Decision Date09 September 2013
Docket NumberCAUSE NO.: 2:12-CV-16-JD-PRC
PartiesAUDRY WILLIAMS, Plaintiff, v. NATIONAL RAILROAD PASSENGER CORPORATION d/b/a AMTRAK, et al., Defendants.
CourtU.S. District Court — Northern District of Indiana
OPINION AND ORDER

This matter is before the Court on Plaintiff's Second Motion for Leave to Amend the Complaint [DE 59], filed by Plaintiff Audry Williams on June 24, 2013. Defendant filed a response on July 24, 2013, and Plaintiff filed a reply on July 31, 2013.

This cause of action stems from a train accident that occurred on March 8, 2010, near Monon, Indiana, involving an Amtrak train on which Plaintiff was traveling as a passenger. Plaintiff filed her Complaint on January 9, 2012. On April 19, 2012, following a Rule 16(b) preliminary pretrial conference, the Court issued a Scheduling Order setting the deadline to amend pleadings for July 13, 2012, and the discovery deadline for January 10, 2013. On December 5, 2012, the Court granted an extension of the discovery deadline to May 10, 2013. On April 11, 2013, the Court granted a second extension of the discovery deadline, extending the deadline to July 9, 2013.

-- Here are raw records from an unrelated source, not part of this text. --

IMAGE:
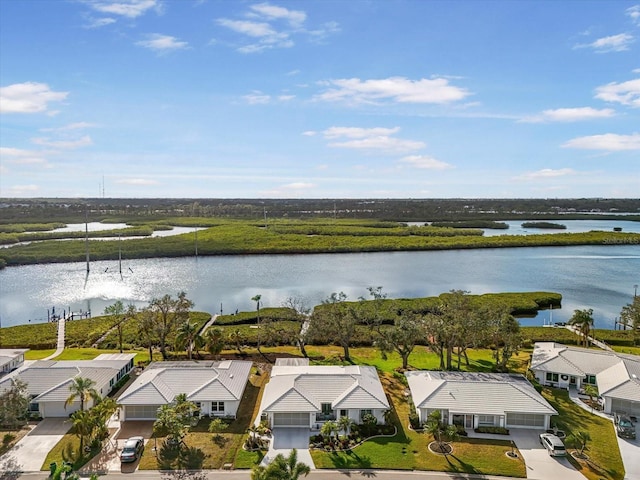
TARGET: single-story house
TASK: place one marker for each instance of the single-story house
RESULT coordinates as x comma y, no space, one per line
11,359
215,387
300,395
474,400
48,381
616,375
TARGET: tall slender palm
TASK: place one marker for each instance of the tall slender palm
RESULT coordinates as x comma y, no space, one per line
186,335
583,321
84,389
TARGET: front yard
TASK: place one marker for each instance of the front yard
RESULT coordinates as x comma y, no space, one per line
407,450
605,461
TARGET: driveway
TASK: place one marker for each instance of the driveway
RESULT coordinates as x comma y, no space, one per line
630,451
29,453
540,465
108,460
284,440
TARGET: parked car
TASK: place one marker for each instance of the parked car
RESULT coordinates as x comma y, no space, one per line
132,449
555,447
624,426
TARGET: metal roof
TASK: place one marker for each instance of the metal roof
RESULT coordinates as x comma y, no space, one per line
201,381
476,393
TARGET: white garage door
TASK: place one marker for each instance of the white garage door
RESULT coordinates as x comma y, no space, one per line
141,412
293,419
626,406
525,420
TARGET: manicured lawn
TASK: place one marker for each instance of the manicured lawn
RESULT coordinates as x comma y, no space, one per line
408,450
205,450
605,460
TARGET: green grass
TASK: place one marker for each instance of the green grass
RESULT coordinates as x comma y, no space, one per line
408,450
205,450
605,460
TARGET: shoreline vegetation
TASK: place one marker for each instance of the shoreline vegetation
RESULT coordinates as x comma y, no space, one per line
284,323
276,236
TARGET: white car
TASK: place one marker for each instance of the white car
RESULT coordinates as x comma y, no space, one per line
555,447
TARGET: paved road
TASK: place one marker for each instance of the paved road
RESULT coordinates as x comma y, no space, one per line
314,475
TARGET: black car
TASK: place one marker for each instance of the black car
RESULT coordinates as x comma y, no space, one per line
624,426
132,449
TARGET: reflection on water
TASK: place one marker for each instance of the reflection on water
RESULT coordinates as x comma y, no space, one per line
598,277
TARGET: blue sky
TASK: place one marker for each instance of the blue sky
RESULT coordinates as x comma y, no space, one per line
319,98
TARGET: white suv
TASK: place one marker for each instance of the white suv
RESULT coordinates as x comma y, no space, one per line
553,444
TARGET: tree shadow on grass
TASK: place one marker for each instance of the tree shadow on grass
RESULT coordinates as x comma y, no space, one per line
350,460
458,465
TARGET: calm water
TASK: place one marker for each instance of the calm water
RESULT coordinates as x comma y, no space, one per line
598,277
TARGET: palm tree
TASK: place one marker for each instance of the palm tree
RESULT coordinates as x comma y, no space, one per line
344,424
256,299
83,426
186,335
582,320
214,340
84,389
441,432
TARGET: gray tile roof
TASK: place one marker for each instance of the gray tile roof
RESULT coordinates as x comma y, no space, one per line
476,393
304,388
46,376
161,382
558,358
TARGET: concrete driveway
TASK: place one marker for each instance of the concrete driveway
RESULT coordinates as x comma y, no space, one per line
29,453
540,465
284,440
108,460
630,451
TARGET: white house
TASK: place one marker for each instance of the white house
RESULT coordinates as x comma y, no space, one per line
616,375
300,395
474,400
10,359
215,387
48,381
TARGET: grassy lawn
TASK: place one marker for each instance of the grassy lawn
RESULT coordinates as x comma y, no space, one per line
407,450
67,450
605,460
203,450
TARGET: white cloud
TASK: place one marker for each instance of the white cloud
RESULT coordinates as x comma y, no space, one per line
100,22
570,115
137,181
124,8
634,14
612,43
425,162
162,43
28,97
64,144
626,93
20,156
271,26
609,141
399,89
71,126
377,140
357,132
545,173
257,98
22,190
295,17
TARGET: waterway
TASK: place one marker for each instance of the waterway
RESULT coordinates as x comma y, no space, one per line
597,277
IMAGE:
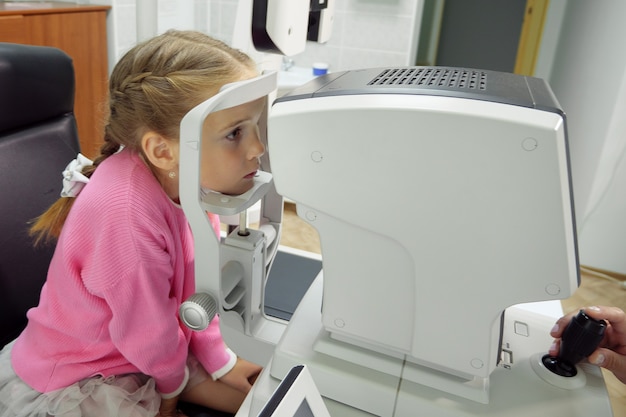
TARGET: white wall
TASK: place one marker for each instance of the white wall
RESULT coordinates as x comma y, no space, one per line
366,33
588,76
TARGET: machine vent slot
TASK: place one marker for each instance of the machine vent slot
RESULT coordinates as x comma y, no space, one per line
432,77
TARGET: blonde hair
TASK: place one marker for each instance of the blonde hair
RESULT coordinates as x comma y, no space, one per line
151,88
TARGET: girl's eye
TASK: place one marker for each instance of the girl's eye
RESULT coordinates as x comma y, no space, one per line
235,134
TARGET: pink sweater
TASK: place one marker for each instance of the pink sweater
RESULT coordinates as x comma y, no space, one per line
122,266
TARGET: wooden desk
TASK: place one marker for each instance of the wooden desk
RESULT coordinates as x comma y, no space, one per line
80,31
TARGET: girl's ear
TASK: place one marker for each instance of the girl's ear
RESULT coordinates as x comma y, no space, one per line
160,151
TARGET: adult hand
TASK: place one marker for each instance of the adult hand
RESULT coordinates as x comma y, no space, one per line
242,376
611,354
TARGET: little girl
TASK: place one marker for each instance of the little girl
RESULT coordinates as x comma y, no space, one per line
105,339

On June 3, 2013, Plaintiff filed her Amended Complaint with leave of Court to correct the misspelling of her first name. As noted above, Plaintiff filed the instant motion on June 24, 2013.

ANALYSIS

In the instant motion, Plaintiff seeks leave of Court to file a Second Amended Complaint to add a claim for punitive damages against Amtrak. On June 20, 2013, Plaintiff received a report from retained expert Colon Fulk of Railex, Inc., in which he opines that the conduct of Amtrak'semployees was not only negligent but also reckless, in that they failed to provide proper horn signals as the train approached the crossing, failed to reduce their speed while "lost," and continued unrestricted through dense fog. Plaintiff notes that Mr. Fulk's report indicates that the sounding of the horn at the time of the accident was deliberate and intentional, that the authorized speed limit for the track at the place of the occurrence was 60 miles per hour, and that the event recorder obtained during discovery reveals that the train was traveling at 61 miles per hour at the time of the accident.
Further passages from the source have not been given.